Do seu estabelecimento

 

A baía que começou por ser chamada de Baía da Lagoa, aparece já nos mapas de Cantino de 1502, o que garante que terá sido visitada logo a seguir à viagem de Vasco da Gama. Alguns anos mais tarde um comerciante português, Lourenço Marques, em 1544, terá sido o primeiro europeu a estabelecer algum contacto com os naturais daquela região.

 

Logo que D. João III tomou disto conhecimento mandou reconhecer os rios que ali desaguam e assentar na margem direita do Rio do Espírito Santo, uma feitoria e fortificação.

 

Assim começa a exploração do comércio daquela região, com o próprio Lourenço Marques e António Caldeira como os primeiros europeus ali assentes, e com estabelecimentos ainda nas ilhas da Inhaca e dos Elefantes. Todos eles foram de pequena duração.
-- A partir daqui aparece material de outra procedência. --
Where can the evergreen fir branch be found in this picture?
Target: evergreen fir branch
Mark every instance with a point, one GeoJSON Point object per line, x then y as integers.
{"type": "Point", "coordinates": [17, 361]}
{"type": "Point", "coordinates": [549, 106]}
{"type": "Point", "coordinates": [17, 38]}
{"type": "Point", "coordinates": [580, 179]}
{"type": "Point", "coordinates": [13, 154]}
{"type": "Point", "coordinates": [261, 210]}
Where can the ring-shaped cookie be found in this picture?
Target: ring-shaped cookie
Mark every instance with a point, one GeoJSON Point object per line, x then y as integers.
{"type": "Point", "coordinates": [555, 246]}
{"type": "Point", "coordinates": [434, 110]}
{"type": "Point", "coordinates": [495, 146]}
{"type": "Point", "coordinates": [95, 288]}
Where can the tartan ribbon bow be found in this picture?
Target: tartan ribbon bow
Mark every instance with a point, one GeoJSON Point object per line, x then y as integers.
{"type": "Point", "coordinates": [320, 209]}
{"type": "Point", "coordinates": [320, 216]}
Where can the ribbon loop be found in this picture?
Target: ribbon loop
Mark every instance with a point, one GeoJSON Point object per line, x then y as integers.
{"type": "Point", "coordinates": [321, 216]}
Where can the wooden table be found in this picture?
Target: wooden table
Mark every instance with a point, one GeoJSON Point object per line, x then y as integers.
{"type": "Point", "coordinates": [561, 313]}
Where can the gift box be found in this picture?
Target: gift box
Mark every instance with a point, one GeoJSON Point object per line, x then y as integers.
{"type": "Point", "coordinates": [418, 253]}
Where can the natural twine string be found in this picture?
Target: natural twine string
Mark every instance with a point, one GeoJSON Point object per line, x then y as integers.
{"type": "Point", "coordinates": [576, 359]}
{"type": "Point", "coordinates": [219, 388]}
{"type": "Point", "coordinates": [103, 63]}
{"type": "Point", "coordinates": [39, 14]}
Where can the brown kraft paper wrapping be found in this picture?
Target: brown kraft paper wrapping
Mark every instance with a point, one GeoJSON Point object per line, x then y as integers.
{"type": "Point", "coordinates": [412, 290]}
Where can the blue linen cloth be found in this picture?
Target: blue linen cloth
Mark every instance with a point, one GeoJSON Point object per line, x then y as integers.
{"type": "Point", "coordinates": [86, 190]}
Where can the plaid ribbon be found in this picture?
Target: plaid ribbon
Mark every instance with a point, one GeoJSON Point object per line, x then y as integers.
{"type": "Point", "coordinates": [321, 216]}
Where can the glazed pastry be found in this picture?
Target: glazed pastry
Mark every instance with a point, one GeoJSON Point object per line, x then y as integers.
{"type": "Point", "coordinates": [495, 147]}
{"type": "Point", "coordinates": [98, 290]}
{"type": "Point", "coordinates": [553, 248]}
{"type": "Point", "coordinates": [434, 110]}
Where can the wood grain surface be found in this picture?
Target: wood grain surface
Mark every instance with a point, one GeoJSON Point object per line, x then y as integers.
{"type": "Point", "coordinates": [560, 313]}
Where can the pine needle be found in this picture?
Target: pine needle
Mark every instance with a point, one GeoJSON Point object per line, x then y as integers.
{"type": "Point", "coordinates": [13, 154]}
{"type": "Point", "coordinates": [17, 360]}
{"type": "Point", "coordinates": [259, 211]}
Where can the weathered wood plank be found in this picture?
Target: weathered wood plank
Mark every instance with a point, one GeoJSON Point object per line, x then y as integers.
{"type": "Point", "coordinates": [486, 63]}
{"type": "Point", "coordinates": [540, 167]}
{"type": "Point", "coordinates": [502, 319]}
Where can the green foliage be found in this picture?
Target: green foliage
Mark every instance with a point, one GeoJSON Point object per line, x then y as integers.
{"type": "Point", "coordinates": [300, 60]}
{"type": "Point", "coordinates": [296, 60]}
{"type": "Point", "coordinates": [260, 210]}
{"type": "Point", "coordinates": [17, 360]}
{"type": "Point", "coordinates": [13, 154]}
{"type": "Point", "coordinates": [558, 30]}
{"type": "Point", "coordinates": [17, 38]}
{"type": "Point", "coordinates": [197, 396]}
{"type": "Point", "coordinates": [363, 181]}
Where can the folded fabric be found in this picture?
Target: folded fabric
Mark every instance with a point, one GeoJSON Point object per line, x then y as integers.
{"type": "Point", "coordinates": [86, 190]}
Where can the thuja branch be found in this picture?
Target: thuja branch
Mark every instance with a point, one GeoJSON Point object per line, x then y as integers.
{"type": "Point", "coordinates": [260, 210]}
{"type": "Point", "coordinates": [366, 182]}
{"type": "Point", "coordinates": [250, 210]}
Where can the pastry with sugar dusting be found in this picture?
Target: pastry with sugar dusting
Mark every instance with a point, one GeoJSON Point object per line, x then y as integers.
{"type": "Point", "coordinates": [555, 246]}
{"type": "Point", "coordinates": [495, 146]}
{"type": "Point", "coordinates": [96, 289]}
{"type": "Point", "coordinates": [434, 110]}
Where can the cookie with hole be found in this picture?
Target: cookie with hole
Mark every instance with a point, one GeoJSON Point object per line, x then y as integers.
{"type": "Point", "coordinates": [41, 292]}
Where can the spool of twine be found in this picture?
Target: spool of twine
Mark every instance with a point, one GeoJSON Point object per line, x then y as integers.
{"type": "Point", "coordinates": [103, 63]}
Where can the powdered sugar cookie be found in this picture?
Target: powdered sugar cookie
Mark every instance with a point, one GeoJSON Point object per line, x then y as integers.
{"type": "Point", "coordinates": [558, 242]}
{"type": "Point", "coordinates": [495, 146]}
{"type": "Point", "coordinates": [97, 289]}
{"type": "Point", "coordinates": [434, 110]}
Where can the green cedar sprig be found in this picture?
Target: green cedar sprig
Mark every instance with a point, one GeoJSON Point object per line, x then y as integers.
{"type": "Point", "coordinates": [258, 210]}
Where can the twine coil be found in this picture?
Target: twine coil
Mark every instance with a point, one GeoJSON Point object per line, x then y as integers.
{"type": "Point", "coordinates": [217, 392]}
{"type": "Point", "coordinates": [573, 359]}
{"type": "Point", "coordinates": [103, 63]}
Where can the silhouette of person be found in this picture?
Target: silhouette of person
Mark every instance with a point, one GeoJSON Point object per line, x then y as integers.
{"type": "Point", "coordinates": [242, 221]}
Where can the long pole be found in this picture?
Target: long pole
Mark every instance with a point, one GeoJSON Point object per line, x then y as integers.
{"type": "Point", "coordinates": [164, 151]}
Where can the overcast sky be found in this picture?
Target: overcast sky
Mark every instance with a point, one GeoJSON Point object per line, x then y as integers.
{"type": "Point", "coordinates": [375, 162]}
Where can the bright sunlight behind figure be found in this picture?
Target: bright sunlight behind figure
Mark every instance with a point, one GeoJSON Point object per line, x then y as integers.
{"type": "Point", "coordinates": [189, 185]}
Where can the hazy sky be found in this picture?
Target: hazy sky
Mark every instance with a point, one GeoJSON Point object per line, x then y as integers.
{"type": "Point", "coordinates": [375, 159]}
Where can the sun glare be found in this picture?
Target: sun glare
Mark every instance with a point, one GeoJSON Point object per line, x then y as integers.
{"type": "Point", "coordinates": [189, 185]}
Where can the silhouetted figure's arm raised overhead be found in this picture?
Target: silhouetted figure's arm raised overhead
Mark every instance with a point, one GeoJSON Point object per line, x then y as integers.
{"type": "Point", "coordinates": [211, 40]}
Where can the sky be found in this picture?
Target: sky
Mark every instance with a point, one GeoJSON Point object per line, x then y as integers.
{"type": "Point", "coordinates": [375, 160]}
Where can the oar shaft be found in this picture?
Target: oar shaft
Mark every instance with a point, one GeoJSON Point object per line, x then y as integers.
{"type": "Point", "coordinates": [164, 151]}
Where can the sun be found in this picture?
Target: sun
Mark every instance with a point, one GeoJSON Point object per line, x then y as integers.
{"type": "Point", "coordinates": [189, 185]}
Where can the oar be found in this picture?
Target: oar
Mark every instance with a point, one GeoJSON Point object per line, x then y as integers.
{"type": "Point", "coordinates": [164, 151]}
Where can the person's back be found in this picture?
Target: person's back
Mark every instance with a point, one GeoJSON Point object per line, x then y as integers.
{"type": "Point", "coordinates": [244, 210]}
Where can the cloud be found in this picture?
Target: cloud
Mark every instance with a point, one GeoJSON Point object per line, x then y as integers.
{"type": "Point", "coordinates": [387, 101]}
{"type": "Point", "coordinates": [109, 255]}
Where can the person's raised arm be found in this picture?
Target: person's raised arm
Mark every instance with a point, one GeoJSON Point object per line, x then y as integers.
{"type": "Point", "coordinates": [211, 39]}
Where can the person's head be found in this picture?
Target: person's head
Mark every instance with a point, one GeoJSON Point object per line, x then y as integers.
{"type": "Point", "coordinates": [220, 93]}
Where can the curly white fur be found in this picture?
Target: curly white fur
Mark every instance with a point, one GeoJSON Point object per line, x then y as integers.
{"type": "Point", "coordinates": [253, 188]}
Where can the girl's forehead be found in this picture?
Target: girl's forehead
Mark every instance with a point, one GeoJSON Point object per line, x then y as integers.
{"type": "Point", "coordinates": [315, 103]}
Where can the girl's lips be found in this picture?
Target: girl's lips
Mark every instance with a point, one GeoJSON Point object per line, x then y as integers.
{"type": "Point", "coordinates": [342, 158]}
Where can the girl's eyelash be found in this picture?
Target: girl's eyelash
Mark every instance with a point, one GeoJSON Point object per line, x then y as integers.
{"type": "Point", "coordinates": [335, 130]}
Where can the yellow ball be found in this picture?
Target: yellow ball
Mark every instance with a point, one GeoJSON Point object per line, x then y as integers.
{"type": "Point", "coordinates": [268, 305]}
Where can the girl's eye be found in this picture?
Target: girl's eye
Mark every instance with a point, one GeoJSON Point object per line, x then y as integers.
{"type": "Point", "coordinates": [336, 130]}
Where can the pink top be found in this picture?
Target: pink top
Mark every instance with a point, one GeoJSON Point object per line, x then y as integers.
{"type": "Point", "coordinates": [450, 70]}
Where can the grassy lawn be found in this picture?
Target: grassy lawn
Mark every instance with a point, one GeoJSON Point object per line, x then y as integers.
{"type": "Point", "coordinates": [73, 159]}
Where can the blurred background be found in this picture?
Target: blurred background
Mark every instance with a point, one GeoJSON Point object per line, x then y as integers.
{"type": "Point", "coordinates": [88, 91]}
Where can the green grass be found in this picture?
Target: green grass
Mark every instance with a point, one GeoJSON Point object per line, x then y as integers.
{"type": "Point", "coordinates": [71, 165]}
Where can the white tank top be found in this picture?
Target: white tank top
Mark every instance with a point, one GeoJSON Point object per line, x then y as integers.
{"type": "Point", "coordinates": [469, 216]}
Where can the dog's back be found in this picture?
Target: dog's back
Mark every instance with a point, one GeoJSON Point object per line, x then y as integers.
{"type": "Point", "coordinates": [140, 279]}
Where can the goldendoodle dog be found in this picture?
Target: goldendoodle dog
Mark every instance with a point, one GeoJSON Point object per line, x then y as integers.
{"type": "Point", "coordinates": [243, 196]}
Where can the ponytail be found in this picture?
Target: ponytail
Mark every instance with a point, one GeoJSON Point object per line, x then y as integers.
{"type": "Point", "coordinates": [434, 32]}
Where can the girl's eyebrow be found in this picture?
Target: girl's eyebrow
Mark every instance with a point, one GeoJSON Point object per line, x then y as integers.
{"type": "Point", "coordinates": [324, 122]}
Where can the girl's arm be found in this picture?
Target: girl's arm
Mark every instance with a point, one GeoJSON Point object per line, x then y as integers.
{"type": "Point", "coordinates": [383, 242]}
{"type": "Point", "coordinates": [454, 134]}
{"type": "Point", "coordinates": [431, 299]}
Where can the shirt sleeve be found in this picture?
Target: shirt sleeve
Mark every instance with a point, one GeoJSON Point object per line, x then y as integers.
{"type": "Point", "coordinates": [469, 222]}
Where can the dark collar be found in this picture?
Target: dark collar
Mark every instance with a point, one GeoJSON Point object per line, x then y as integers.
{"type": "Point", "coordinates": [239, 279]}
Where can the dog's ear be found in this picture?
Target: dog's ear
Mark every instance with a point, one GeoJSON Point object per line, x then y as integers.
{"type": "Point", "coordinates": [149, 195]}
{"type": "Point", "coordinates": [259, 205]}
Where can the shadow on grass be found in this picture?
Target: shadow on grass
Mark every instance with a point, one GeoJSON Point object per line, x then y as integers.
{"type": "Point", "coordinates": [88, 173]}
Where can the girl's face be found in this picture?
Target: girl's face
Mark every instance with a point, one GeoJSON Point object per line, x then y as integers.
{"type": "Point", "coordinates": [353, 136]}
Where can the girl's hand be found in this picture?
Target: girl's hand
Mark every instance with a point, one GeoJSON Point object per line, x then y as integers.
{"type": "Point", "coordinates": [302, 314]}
No entanto todos os anos ali aportavam naus, unicamente para o resgate de marfim, e a região ficava entregue a si própria, levantando a cobiça de ingleses e até de austríacos, que lá se fixaram.

 

Portugal entendeu que aquele território lhe pertencia e tratou de correr com os “intrusos”, e foi só em 1781 que se fundou uma feitoria que veio dar lugar à mais tarde cidade de Lourenço Marques, hoje Maputo.

 

O contacto dos portugueses com os nativos, durante todo este tempo, tinha sido relegado para eventuais “resgates”, tendo os régulos feito tratos com os ingleses, oferecendo-lhes terras e garantindo os necessários fornecimentos.

 

Com a chegada de Joaquim de Araújo, ouve que restabelecer esses contactos, indispensáveis para o comércio e convivência pacífica. Eram vários os régulos da região: Mafumo, Capela, Matola, a quem se dava o título de reis.

 

Com o fim da “ocupação inglesa/austríaca”, houve que refazer os contactos com essas autoridades. Curioso verificar como esses tratados eram celebrados. Transcreve-se, a seguir, o relato da visita do régulo da Matola à fragata portuguesa. (Outros se seguirão)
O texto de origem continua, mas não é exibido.